France's Areva Seals $11.86 Billion China Nuclear Deal

France's Areva on Monday clinched the biggest commercial nuclear power contract on record, agreeing to sell China two reactors and to provide atomic fuel for nearly two decades in a deal worth far more than expected.

At 8 billion euro ($11.86 billion) the contract would be more than double the price tag first mooted 10 months ago, when Beijing signaled it would give the French state-owned firm a slice of its ambitious nuclear expansion plan.

Areva said its deal was "unprecedented in the world nuclear market" and marked "the start of a global and sustainable cooperation" with the China Guangdong Nuclear Power (CGNPC), which will help build the plant in southern China.

"It reaffirms our global nuclear leadership and reinforces our presence in one of the most promising markets for decades to come," Areva President and Chief Executive Officer Anne Lauvergeon said, according to a company statement.

French utility EDF would finance 30 percent of the deal in return for a stake in the plant, Lauvergeon said.

The deal also secures Beijing access to uranium by allowing CGNPC to buy 35 percent of the production of UraMin, a subsidiary of Areva focused on uranium mining in Africa.
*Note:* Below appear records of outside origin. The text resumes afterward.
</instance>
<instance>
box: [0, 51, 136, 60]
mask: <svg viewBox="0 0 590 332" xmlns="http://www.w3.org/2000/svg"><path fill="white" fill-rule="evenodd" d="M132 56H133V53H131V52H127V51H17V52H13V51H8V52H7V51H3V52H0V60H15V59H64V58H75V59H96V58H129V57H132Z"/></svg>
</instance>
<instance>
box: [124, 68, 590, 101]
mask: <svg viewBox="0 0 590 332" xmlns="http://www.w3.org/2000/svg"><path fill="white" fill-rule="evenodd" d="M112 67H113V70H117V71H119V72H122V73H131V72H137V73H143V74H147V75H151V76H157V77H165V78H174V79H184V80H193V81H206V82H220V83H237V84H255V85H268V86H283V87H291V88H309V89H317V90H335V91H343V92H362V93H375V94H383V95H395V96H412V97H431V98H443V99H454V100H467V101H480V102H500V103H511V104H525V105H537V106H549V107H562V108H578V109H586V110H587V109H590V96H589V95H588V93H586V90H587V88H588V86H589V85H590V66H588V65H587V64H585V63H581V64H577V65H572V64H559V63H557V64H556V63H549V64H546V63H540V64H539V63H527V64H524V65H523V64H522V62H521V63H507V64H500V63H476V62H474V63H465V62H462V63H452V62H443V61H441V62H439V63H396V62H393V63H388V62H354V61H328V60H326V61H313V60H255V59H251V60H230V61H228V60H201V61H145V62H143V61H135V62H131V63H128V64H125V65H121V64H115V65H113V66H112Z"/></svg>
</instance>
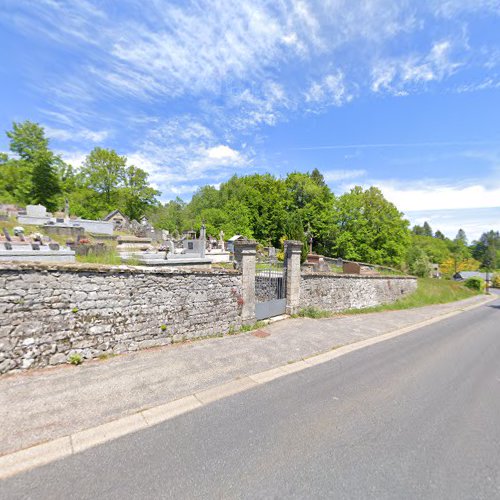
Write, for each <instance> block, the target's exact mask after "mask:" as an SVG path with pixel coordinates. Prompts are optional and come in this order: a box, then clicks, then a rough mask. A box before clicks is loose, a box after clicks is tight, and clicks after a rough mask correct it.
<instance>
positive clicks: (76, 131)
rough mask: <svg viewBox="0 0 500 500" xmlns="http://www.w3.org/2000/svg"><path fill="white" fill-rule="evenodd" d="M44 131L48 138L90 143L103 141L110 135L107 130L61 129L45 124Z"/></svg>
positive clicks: (109, 135) (87, 129) (66, 140)
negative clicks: (86, 141) (48, 125)
mask: <svg viewBox="0 0 500 500" xmlns="http://www.w3.org/2000/svg"><path fill="white" fill-rule="evenodd" d="M44 129H45V133H46V134H47V137H48V138H49V139H56V140H58V141H62V142H66V141H73V142H79V141H88V142H92V143H99V142H103V141H104V140H105V139H107V138H108V137H109V136H110V131H109V130H89V129H86V128H83V129H77V130H74V129H73V130H72V129H70V128H67V129H61V128H53V127H50V126H45V127H44Z"/></svg>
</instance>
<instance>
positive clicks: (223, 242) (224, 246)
mask: <svg viewBox="0 0 500 500" xmlns="http://www.w3.org/2000/svg"><path fill="white" fill-rule="evenodd" d="M219 245H220V249H221V250H222V251H224V250H225V246H224V231H222V229H221V231H220V233H219Z"/></svg>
Beijing is growing increasingly anxious about securing the imported energy and commodity resources necessary to fuel its economic growth, and has tended to favor investors in these sectors who are able to guarantee supplies.

Surprise

A year ago, Areva appeared in danger of losing out on China's plans to roughly quadruple its nuclear capacity to 40 gigawatts by 2020, after U.S.-based Westinghouse Electric, now owned by Japan's Toshiba, sealed a deal for four reactors.
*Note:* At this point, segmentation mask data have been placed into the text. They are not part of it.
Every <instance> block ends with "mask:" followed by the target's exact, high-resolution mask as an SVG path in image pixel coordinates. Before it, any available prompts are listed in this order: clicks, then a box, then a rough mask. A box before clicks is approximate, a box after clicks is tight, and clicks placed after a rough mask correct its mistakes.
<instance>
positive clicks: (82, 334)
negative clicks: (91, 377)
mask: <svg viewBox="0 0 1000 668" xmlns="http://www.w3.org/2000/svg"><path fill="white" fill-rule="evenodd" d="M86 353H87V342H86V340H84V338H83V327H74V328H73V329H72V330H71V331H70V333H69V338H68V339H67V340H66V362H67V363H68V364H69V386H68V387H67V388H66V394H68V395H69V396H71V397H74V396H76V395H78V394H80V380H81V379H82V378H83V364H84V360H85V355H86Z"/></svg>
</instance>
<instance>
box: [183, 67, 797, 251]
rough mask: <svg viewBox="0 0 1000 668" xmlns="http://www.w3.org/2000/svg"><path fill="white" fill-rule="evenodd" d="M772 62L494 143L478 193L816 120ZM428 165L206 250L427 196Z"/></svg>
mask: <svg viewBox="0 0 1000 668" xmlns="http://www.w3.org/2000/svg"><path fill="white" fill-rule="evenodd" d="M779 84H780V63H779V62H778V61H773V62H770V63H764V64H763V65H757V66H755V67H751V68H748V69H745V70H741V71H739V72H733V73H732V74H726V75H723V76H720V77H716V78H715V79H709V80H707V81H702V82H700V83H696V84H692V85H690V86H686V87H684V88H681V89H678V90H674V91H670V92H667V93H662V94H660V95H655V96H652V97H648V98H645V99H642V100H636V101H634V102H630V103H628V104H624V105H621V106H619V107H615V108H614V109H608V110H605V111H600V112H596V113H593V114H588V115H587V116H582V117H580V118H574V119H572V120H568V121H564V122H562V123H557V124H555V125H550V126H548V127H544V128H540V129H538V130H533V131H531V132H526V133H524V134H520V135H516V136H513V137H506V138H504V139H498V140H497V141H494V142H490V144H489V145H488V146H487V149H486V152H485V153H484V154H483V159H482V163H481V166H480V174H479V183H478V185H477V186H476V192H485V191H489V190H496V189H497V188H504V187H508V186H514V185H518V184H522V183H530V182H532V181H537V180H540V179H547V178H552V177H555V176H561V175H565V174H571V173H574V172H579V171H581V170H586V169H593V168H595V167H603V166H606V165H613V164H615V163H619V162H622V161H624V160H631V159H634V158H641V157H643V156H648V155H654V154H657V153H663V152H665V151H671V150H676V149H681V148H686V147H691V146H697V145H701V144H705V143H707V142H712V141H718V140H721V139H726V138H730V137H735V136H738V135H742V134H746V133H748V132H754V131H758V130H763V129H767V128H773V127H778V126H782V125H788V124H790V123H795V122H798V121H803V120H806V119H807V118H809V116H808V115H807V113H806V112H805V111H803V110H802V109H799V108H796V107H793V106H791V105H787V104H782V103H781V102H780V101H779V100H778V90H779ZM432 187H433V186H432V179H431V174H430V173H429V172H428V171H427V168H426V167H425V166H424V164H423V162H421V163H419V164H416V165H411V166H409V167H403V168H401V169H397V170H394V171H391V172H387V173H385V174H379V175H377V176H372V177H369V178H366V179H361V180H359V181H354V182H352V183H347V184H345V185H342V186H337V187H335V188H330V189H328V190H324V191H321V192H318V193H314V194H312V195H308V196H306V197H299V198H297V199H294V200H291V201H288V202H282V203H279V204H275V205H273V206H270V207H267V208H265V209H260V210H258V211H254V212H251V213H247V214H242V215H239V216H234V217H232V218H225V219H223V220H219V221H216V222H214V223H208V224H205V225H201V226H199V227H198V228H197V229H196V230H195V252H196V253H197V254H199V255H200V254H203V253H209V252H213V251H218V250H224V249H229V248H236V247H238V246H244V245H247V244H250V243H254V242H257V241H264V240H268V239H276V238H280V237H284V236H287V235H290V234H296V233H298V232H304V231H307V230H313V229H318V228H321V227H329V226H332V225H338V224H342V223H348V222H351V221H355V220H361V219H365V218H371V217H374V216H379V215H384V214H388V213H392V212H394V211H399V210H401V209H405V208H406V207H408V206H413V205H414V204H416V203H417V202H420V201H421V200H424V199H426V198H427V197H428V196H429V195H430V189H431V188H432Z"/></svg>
Westinghouse won a deal then estimated at $8 billion to help build "third generation" nuclear power plants, which are promoted as safer and more efficient than current ones.

But Beijing later surprised both sides by expanding the original tender from four plants to six, giving the French company a fresh chance at a piece of China's growing nuclear pie.
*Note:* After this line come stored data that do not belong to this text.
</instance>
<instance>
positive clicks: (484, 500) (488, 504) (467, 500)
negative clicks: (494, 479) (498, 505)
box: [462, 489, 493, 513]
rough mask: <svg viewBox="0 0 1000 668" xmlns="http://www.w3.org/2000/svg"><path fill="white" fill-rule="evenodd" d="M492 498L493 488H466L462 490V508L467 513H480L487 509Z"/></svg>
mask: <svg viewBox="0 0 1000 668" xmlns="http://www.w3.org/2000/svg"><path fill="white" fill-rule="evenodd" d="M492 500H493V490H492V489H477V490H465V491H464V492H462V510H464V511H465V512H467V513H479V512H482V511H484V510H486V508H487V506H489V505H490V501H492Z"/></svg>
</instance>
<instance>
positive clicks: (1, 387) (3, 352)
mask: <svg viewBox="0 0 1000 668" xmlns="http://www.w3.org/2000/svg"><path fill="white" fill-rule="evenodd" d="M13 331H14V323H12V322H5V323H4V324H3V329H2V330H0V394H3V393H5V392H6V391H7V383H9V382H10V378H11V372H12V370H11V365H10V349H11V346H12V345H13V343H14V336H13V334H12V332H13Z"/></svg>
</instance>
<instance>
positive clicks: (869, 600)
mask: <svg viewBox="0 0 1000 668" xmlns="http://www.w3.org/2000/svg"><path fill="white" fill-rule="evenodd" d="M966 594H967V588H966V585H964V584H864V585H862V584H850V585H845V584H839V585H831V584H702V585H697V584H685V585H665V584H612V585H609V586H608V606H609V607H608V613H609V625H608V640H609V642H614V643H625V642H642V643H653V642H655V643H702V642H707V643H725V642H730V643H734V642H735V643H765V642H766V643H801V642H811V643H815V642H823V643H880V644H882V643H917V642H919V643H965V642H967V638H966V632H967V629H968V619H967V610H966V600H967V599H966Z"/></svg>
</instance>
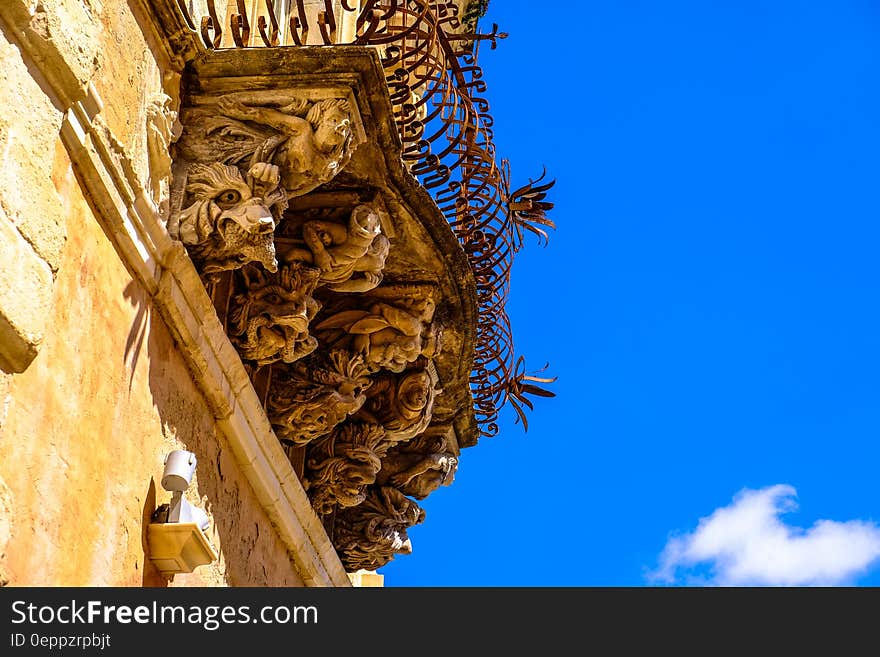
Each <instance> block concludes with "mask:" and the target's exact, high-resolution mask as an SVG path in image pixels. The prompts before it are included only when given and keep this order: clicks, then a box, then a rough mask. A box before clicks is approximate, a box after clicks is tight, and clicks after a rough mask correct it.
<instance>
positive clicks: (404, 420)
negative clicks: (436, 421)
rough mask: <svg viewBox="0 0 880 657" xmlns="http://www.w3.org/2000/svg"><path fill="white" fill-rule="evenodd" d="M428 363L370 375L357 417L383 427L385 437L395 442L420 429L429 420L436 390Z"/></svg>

The agreement, covering 3.4 gigawatts of capacity, is Areva's first China contract for its European pressurized reactors, although it already has a presence in the country.

The reactors are expected to start generating power in 2014 and Areva will provide fuel to run them through 2026.

The announcement was part of a raft of deals agreed during Nicolas Sarkozy's first visit to China as president of France.

Sarkozy has pressed Beijing to help curtail Iran's nuclear plans. But a brace of deals announced during his visit showed France is eager to court China's own atomic power sector.

Areva and the China National Nuclear agreed to study whether to build a spent nuclear fuel reprocessing-recycling plant in China that could be worth 15 billion euros and to create a joint venture in zirconium.

The euro denomination will please Paris, which has been expressing growing concern about the weakness of the dollar.

The U.S. currency last week fell to a record low against the euro.